The demo illustrates field access with this code:
cat("Setting p1 fields directly \n\n")
p1@empID <- as.integer(65565)
p1@lastName <- "Adams"
p1@hireDate <- "2010-09-15"
p1@payRate <- 43.21
display(p1)
It’s possible to define get and set methods for an S4 class, but because all fields have public scope, there's no advantage in doing so.
Next, the demo shows how to call a class method:
cat("Calling yearsService \n\n")
tenure <- yearsService(p1)
cat("Person p1 tenure = ", tenure, " years \n")
Notice that because the yearsService method was registered as a function that operates on a Person object, the method is called just like an ordinary built-in R function.

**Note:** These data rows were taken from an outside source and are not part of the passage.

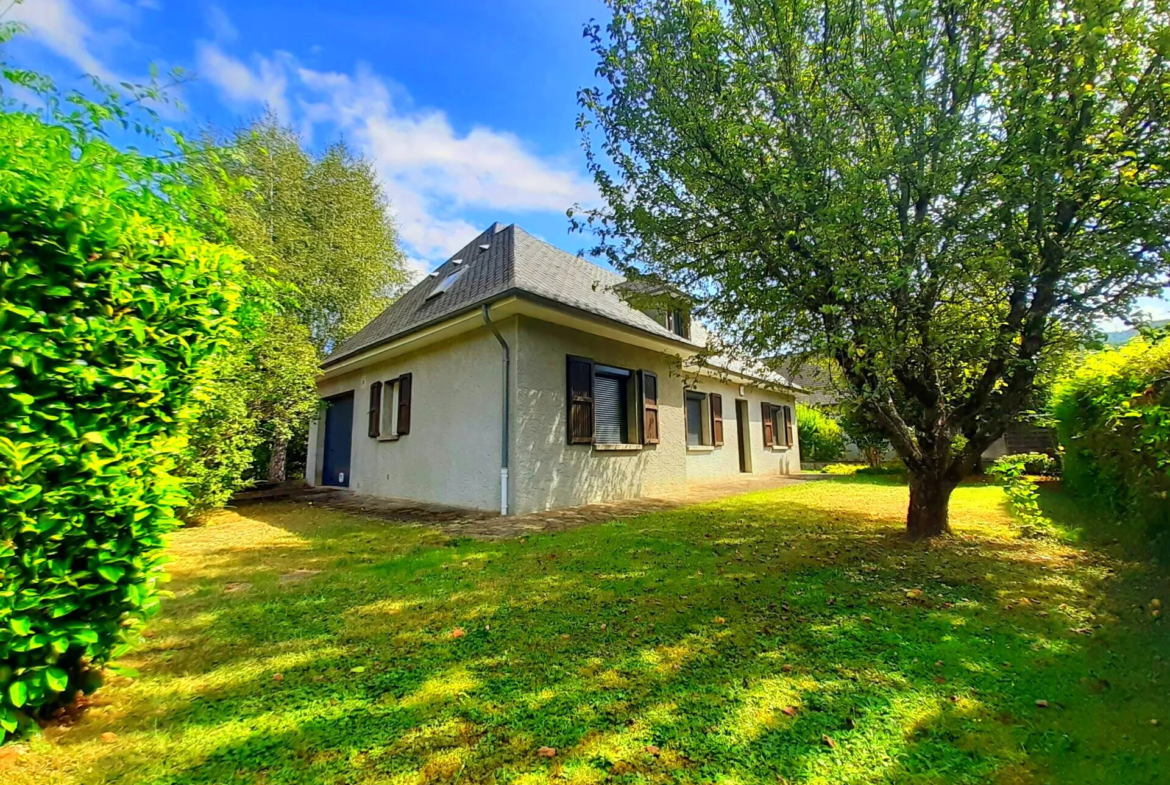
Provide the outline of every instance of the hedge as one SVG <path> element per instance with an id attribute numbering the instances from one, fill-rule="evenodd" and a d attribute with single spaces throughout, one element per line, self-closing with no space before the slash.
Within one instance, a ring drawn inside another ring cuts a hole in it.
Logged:
<path id="1" fill-rule="evenodd" d="M 181 188 L 79 127 L 0 114 L 5 733 L 95 686 L 158 605 L 173 459 L 239 301 L 240 255 L 184 225 Z"/>
<path id="2" fill-rule="evenodd" d="M 845 454 L 841 426 L 820 409 L 798 403 L 796 427 L 800 434 L 800 460 L 821 463 L 839 460 Z"/>
<path id="3" fill-rule="evenodd" d="M 1056 385 L 1052 409 L 1065 487 L 1170 554 L 1170 340 L 1089 355 Z"/>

The demo concludes by showing S4 object assignment:
cat("Making a value-copy of p1 using '<-' \n\n")
p2 <- p1
cat("\nEnd OOP with S4 demo \n\n")
Here, object p2 is a value copy of p1 because S4 copies by value rather than reference. In other words, p2 is an independent duplicate of p1 and any changes made to p2 will have no effect on p1.
Wrapping Up
The demo code presented in this article should give you all the information you need to get up and running with S4 classes. When I need to write OOP code in R, I often have a difficult time deciding whether to use the S3, S4 or RC model. The RC model is much more like the C# OOP model I'm used to, but based on my experiences, most R programmers come from a strictly R programming background and feel more comfortable with S3 and S4. So, if I'm writing code intended for my own use only, then I'll usually use the RC model, but if I'm writing code for R programmers, I'll usually use S3 or S4.
In spite of the technical superiority of the S4 model over the S3 model, most of my colleagues prefer S3 to S4. I suspect that this is due mostly to the rather confusing documentation for S4, which in turn is due in large part to the many changes made to S4 since its introduction, such as deprecating "representation" and "prototype" in favor of "slots" and "initialize."